Das politische Ende von Le Pen?
Der RN spielt das Opfer. Die Beweislage gilt als standhaft und sehr gut recherchiert. Le Pen kann nur dann 2027 für das Präsidentenamt kandidieren, wenn sie vor Ablauf der Frist zur Einreichung ihrer Bewerbung ein günstigeres Berufungsurteil erhält. Das Pariser Gericht plant, bis Sommer 2026 über ihren Einspruch zu entscheiden. Sollte die Berufung erfolgreich sein, könnte sie noch bei den Wahlen 2027 kandidieren. Sollte das nicht klappen, wird Parteivorsitzender Jordan Bardella als möglicher Nachfolger gehandelt. Der politische Aufsteiger mobilisiert für landesweite Proteste gegen das Urteil, das er als «Tyrannei der Richter» bezeichnet. Seine Popularität steigt, ebenso wie die Mitgliederzahlen des RN. Der RN nutzt die aktuelle Situation massiv aus, um seine Basis zu mobilisieren und die eigene politische Agenda voranzutreiben.

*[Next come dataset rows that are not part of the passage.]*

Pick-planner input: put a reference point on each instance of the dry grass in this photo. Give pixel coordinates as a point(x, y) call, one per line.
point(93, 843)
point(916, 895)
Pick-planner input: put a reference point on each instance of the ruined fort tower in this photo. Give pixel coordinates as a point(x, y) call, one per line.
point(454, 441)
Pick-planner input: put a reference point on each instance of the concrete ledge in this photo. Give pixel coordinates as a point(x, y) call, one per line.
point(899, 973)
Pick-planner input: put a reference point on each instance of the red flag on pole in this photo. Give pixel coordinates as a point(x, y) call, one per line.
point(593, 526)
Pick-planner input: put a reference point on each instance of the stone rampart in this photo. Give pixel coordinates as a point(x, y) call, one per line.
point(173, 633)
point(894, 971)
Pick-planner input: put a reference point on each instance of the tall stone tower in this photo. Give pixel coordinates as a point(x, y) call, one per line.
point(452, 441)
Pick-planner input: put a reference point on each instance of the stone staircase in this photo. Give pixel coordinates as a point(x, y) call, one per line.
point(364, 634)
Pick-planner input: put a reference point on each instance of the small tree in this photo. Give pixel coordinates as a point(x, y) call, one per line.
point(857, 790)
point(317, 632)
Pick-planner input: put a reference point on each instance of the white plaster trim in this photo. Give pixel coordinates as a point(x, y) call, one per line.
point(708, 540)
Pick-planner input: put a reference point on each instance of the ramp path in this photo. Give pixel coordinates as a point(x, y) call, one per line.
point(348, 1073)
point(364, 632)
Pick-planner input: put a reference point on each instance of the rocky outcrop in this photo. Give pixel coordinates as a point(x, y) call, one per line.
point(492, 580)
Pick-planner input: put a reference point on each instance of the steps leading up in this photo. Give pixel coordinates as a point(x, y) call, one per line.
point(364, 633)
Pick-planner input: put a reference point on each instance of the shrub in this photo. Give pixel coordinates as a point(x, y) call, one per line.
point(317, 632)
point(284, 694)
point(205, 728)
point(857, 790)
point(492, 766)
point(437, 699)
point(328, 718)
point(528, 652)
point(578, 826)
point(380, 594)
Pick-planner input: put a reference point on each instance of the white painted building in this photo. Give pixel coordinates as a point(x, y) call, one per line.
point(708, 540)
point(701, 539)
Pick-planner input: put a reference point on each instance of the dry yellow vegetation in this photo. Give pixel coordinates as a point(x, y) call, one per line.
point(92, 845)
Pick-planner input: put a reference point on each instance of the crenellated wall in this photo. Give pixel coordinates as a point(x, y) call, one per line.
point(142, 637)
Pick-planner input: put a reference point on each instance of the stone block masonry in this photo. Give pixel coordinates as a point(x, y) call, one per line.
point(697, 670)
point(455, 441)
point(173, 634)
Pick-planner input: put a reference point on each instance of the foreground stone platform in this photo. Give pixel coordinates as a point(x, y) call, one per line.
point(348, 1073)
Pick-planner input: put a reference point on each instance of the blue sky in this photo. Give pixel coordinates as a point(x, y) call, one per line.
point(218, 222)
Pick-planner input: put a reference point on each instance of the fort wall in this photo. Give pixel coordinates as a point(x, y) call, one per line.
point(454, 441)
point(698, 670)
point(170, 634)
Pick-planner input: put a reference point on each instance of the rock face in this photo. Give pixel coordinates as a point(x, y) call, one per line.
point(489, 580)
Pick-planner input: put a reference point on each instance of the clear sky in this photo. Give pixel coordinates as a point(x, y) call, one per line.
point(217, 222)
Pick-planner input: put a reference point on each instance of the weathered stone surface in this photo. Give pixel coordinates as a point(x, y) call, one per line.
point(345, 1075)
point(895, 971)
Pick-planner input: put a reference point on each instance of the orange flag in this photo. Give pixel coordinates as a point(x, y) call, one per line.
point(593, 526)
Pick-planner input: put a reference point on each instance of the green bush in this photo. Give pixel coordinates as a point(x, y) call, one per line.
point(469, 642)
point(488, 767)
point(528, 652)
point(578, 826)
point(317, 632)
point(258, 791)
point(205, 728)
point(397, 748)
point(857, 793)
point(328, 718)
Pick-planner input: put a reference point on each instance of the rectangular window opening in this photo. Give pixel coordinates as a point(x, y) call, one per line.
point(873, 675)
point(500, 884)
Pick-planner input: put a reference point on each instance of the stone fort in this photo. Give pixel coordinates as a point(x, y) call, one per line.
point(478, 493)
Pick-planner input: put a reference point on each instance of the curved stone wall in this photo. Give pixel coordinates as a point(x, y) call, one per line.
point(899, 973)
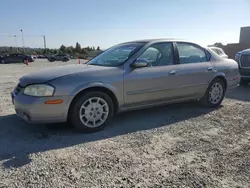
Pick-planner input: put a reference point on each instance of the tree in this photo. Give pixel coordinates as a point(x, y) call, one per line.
point(78, 48)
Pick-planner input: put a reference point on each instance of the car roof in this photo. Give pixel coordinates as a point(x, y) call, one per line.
point(158, 40)
point(245, 51)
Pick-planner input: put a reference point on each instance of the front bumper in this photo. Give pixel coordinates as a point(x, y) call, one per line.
point(34, 109)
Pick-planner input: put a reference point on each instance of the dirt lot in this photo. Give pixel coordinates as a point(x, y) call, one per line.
point(180, 145)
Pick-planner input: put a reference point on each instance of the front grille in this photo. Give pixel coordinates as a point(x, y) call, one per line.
point(245, 61)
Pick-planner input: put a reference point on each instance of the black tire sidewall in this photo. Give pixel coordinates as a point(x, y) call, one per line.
point(74, 118)
point(206, 100)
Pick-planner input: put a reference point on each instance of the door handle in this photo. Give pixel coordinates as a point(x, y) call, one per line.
point(172, 72)
point(210, 69)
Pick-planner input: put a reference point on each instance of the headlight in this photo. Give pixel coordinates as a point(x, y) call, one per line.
point(39, 90)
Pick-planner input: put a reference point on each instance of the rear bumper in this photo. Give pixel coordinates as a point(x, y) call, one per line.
point(244, 73)
point(34, 109)
point(233, 82)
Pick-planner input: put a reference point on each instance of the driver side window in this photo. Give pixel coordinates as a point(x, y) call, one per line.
point(159, 54)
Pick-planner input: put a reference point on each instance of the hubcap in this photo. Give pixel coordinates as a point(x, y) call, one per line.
point(94, 112)
point(216, 93)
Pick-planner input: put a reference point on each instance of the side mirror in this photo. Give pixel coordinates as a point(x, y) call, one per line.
point(139, 63)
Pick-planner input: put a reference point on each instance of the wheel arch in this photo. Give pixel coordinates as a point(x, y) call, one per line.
point(221, 77)
point(99, 88)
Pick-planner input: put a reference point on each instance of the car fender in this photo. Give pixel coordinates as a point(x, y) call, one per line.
point(89, 85)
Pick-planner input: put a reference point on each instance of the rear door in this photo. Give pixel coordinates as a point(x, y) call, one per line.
point(195, 70)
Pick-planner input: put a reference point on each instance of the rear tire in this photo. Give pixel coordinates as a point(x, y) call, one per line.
point(214, 94)
point(244, 82)
point(91, 111)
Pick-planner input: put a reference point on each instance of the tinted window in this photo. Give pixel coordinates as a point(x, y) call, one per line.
point(159, 54)
point(190, 53)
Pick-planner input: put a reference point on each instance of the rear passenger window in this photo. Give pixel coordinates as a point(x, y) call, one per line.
point(189, 53)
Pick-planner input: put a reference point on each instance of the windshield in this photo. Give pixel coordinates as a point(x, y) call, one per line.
point(116, 55)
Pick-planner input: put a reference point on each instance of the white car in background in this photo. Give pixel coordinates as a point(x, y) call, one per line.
point(219, 51)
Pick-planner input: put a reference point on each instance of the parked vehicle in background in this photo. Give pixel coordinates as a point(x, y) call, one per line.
point(59, 57)
point(219, 51)
point(127, 76)
point(15, 58)
point(243, 59)
point(41, 56)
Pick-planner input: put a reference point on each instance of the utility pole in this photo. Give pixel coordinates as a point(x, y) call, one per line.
point(44, 42)
point(15, 39)
point(22, 40)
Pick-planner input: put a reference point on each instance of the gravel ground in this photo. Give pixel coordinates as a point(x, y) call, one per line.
point(180, 145)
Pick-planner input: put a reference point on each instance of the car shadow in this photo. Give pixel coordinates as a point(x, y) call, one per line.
point(18, 139)
point(239, 93)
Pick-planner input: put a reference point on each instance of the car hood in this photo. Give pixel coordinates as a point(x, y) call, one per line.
point(57, 72)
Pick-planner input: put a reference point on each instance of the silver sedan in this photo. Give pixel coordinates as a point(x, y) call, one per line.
point(127, 76)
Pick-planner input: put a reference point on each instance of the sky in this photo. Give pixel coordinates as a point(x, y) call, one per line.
point(107, 22)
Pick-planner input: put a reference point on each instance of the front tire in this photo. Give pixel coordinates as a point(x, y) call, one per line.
point(214, 94)
point(91, 112)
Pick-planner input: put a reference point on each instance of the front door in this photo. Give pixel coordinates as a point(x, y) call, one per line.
point(195, 70)
point(154, 83)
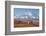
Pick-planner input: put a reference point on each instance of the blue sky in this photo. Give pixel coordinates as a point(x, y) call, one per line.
point(21, 11)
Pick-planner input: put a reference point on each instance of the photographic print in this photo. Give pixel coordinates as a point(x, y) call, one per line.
point(26, 17)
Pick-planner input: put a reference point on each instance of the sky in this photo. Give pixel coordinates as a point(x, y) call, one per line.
point(21, 11)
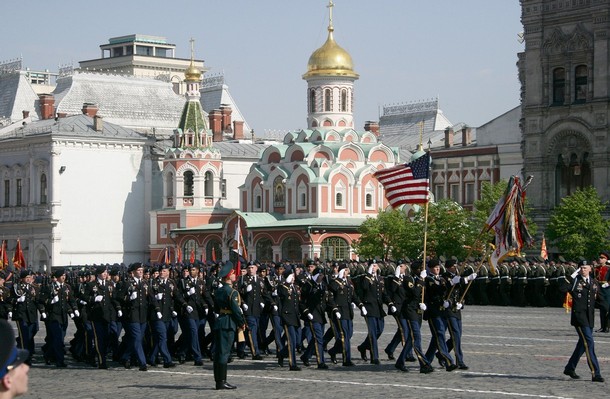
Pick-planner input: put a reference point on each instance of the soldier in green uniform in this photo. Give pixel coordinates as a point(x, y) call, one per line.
point(230, 317)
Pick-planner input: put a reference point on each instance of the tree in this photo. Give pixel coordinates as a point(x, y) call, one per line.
point(577, 226)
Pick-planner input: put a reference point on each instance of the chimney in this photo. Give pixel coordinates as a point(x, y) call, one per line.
point(226, 117)
point(89, 109)
point(448, 137)
point(372, 126)
point(98, 123)
point(238, 130)
point(216, 124)
point(47, 106)
point(466, 139)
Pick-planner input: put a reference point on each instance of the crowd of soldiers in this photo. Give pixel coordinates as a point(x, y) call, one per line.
point(145, 316)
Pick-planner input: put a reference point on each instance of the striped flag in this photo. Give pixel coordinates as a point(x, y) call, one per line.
point(407, 183)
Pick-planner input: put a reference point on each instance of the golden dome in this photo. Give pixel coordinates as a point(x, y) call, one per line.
point(192, 73)
point(330, 59)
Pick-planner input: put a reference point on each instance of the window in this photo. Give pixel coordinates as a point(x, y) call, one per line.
point(188, 183)
point(327, 100)
point(469, 193)
point(334, 248)
point(580, 84)
point(7, 193)
point(19, 192)
point(454, 193)
point(291, 249)
point(43, 188)
point(343, 100)
point(559, 83)
point(208, 185)
point(312, 100)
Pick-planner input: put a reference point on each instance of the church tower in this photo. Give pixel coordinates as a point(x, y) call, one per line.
point(330, 80)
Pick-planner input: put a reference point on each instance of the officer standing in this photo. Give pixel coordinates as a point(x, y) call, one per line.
point(230, 317)
point(584, 290)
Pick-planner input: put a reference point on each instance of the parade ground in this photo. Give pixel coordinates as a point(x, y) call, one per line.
point(511, 353)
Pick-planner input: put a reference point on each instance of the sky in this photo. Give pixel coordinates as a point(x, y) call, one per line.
point(462, 52)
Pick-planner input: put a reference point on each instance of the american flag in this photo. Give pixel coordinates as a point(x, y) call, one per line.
point(407, 183)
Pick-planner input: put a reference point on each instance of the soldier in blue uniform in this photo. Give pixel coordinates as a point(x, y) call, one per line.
point(230, 317)
point(585, 291)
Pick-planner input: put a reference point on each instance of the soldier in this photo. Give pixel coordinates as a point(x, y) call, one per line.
point(289, 295)
point(25, 312)
point(135, 302)
point(373, 297)
point(345, 298)
point(100, 299)
point(230, 317)
point(584, 290)
point(163, 292)
point(57, 303)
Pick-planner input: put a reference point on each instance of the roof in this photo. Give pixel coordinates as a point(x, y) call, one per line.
point(129, 101)
point(214, 93)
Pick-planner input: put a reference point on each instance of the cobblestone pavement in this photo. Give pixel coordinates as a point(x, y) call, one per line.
point(512, 352)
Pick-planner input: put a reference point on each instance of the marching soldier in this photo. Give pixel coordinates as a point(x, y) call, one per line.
point(230, 317)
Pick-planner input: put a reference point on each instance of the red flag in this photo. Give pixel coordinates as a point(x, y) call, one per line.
point(18, 258)
point(3, 256)
point(406, 183)
point(543, 252)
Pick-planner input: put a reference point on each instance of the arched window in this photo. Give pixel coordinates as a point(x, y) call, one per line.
point(312, 100)
point(580, 83)
point(327, 100)
point(334, 248)
point(291, 249)
point(264, 250)
point(279, 192)
point(559, 86)
point(208, 185)
point(188, 183)
point(343, 100)
point(43, 188)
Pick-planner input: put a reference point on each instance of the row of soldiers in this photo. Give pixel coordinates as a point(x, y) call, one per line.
point(314, 304)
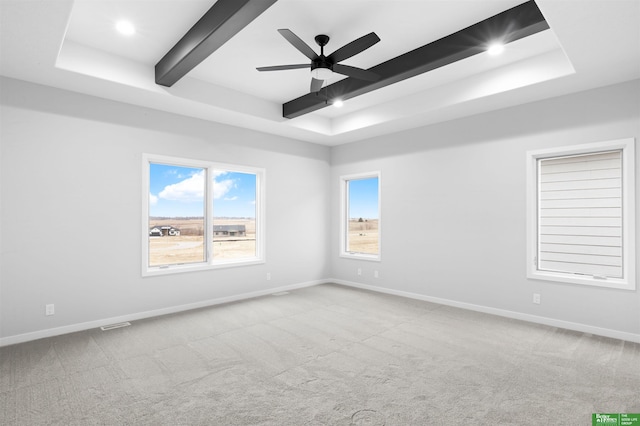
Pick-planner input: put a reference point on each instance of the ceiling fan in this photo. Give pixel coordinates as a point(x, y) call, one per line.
point(323, 67)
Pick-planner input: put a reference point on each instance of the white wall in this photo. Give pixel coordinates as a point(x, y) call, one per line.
point(453, 209)
point(71, 210)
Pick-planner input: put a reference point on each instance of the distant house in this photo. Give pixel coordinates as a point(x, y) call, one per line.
point(229, 231)
point(163, 231)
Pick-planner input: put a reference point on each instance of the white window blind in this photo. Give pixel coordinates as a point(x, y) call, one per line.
point(580, 215)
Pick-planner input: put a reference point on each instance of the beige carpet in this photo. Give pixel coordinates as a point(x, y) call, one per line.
point(326, 355)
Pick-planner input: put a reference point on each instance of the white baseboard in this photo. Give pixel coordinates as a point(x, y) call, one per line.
point(20, 338)
point(615, 334)
point(41, 334)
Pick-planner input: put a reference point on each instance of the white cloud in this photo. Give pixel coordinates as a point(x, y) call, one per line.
point(188, 190)
point(192, 188)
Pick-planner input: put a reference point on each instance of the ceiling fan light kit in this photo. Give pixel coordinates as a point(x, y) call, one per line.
point(511, 25)
point(323, 67)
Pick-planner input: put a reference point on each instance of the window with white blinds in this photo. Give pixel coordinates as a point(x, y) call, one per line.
point(581, 215)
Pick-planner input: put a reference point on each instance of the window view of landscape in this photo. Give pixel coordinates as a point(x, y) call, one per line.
point(362, 216)
point(177, 225)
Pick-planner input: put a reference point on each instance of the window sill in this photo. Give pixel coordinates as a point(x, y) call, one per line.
point(616, 283)
point(361, 256)
point(178, 269)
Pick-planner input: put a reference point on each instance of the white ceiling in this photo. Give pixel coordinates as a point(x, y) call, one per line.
point(73, 45)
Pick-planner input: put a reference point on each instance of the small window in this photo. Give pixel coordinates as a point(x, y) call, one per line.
point(361, 225)
point(581, 215)
point(198, 215)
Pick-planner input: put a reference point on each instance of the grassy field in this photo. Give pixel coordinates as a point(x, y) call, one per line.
point(189, 246)
point(363, 236)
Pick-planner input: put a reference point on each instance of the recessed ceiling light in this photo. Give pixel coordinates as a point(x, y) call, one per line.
point(125, 28)
point(495, 48)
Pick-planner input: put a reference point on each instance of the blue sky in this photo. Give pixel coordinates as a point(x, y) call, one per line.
point(179, 192)
point(363, 198)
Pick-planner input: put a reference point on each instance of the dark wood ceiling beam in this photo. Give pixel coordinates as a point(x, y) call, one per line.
point(510, 25)
point(224, 20)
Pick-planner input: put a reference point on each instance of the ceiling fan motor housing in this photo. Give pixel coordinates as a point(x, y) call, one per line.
point(321, 67)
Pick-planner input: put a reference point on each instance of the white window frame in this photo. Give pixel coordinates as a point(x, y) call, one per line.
point(344, 217)
point(628, 280)
point(209, 262)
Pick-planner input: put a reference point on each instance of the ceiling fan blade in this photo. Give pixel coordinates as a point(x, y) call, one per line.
point(355, 47)
point(298, 43)
point(354, 72)
point(284, 67)
point(316, 85)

Der Fall wird voraussichtlich als ein weiterer großer Skandal der verdeckten Parteienfinanzierung in die Geschichte der Fünften Republik eingehen. Gefährlich ist die Darstellung des rechten Lagers, dass die Verurteilung ein Demokratiedefizit bedeutet. Das Gegenteil ist aber der Fall. Nicht die rechtliche Verfolgung von Taten, sondern die Veruntreuung öffentlicher Gelder ist ein Angriff auf den Rechtsstaat. Die Strategie des RN, sich als Opfer der Justiz zu inszenieren, untergräbt das ohnehin schon geringe Vertrauen in demokratische Institutionen und sorgt für eine weitere Destabilisierung der demokratischen Ordnung.
Vieles bleibt noch offen. Insgesamt stellt der Fall Le Pen eine wichtige Zäsur für die politische Landschaft in Frankreich dar und könnte bereits für die Kommunal- und Regionalwahlen 2026 Folgen haben. Der Skandal schadet der Rechten nur dann, wenn er durch eine breitere politische Bewegung aufgegriffen wird, die den RN als das entlarvt, was er ist: eine Partei der Korruption und des autoritären Nationalismus – aber keineswegs der kleinen Leute. Mit Blick auf die weltweite Unterstützung Le Pens aus dem rechten Lager sieht es im Moment aber ungünstig aus.